Question: My wife and I are looking to purchase a short-sale home. The seller has a listing price, but from what we understand, the bank has not approved a price yet. The house needs work, and we would like to offer 20k less for it. What process do we need to go through, and can we do this if the bank has not agreed to the listing price yet?
Answer: There is no simple quick answer to this question. The only sure answer is it takes time and patience to successfully complete a Short Sale. And in the scenario described above this will be especially true. If the Short Sale Lender, (the bank), has not yet approved a price, the sellers are still early in the approval process. It could still be several months, if at all, before the short sale is complete.
Short Sales present a unique opportunity for buyers; purchase a home at a 20% discount to market values. But the negatives may just be too great for many buyers; difficulty in obtaining financing, unbearable waiting and inexperienced Real Estate agents.
If a buyer must take occupancy within six weeks, has little cash and is using a government loan then they should avoid Short Sales. But if they have flexibility with the move times, some cash to do minor repairs and the temperament to handle negotiations and setbacks, then a Short Sale purchase might be appropriate. Many investors are buying short sale homes; they understand they may have to bid on several homes before they can close on one. They have the time, tolerance and dollars to see it through to the end.

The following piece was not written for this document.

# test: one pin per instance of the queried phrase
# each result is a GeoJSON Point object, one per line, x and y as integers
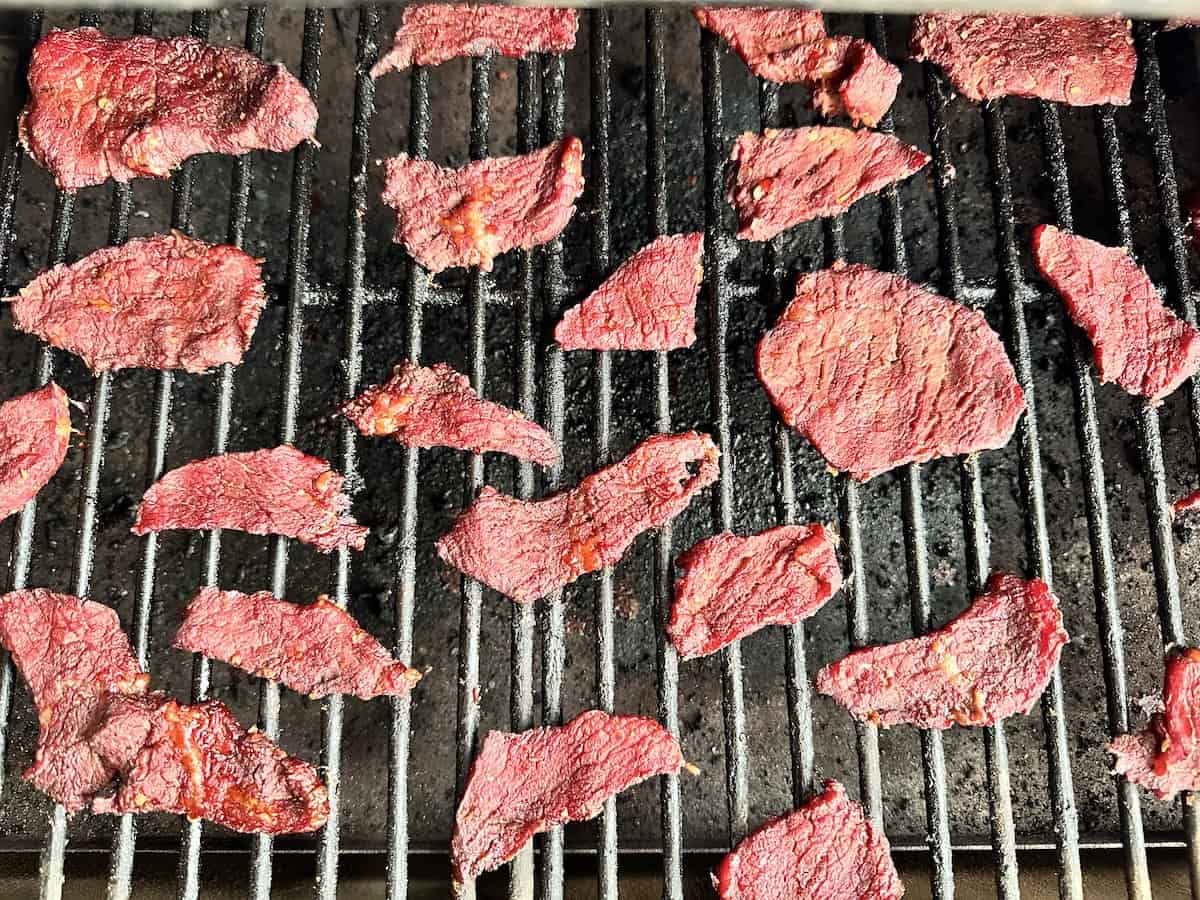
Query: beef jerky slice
{"type": "Point", "coordinates": [582, 529]}
{"type": "Point", "coordinates": [167, 301]}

To determine if it is right pursue a Short Sale purchase, a buyer should have an in-depth conversation with an experienced Real Estate agent. That agent must be able to ask the right questions to judge the chances of a successful closing. Are the sellers cooperating? What is their hardship? Have they made Short Sale application? Has a value been determined? Who is the lender? Who is the Negotiator? Who is the Investor? Who is the Mortgage Insurer?